Which is correct, movable-do or fixed-do?

It is not a matter of "correct or incorrect." Fixed-do is a note-name-like system that pins do to C; movable-do is a scale-degree-name-like system that places do on the tonic of each key. They train different kinds of ears. Comparative research showing which is superior is scarce and contradictory (Karpinski 2021), and honestly the choice is largely a matter of cultural and historical factors.

If I want to train relative pitch, which should I learn?

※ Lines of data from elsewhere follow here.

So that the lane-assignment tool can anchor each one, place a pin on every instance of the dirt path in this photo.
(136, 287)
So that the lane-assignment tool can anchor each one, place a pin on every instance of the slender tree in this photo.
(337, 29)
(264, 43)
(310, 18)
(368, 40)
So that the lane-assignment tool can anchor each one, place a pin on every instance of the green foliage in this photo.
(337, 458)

For the goal of relative pitch and a sense of scale degree, movable-do (the functional stance) is the better conceptual fit. Because function is constant — do = 1̂, sol = 5̂ in any key — the same melodic and harmonic relationships always sound the same way, and it is strong for transposition. Note, however, that this is a pedagogical and perceptual argument, not a superiority proven by controlled studies.

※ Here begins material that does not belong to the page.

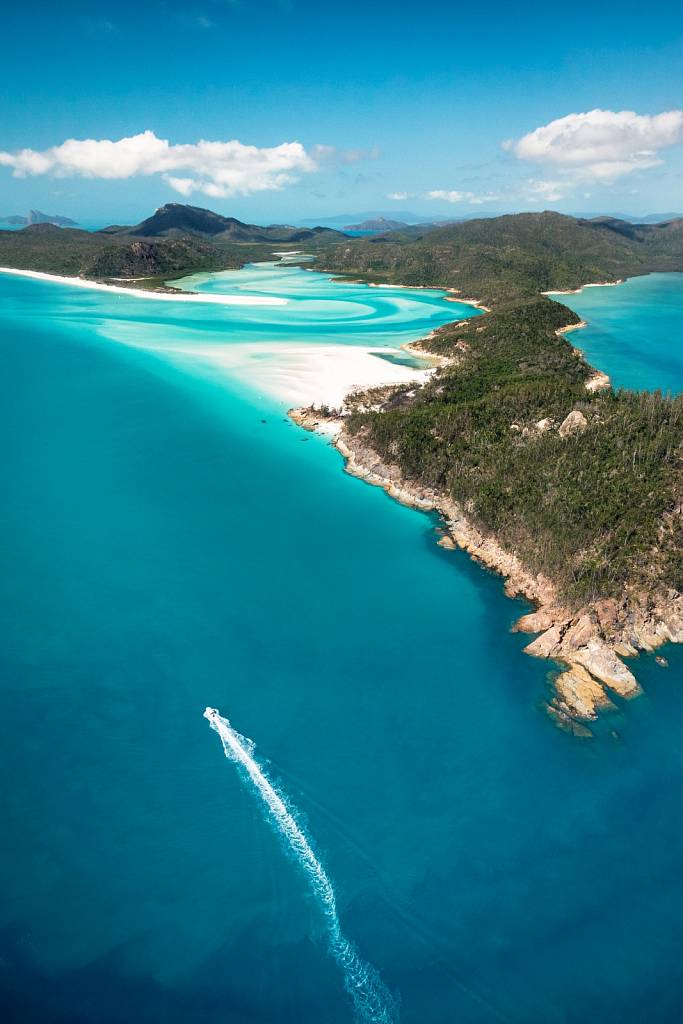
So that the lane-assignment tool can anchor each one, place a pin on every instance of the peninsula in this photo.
(569, 488)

Doesn't fixed-do have any merits?

It does. Fixed-do functions as note-naming and is useful in atonal, highly chromatic repertoire and in absolute-pitch contexts. Fixed-do training (especially in early childhood) has also been reported to correlate with a higher incidence of absolute pitch. The domain is simply different, and fixed-do has genuine strengths within that domain.

Why is "do-re-mi" so prone to confusion in Japan?

Because Japan uses "do-re-mi" both as fixed note names and as movable scale-degree names, while also keeping a native fixed note-name system, ha-ni-ho-he-to-i-ro, in parallel. In practice the classical side tends toward fixed-do and the popular side toward movable-do, which is known as a source of confusion. It has been pointed out that repurposing "do-re-mi" as both note names and scale-degree names is, in effect, unique to Japan.

I lose track of where do goes in a minor key.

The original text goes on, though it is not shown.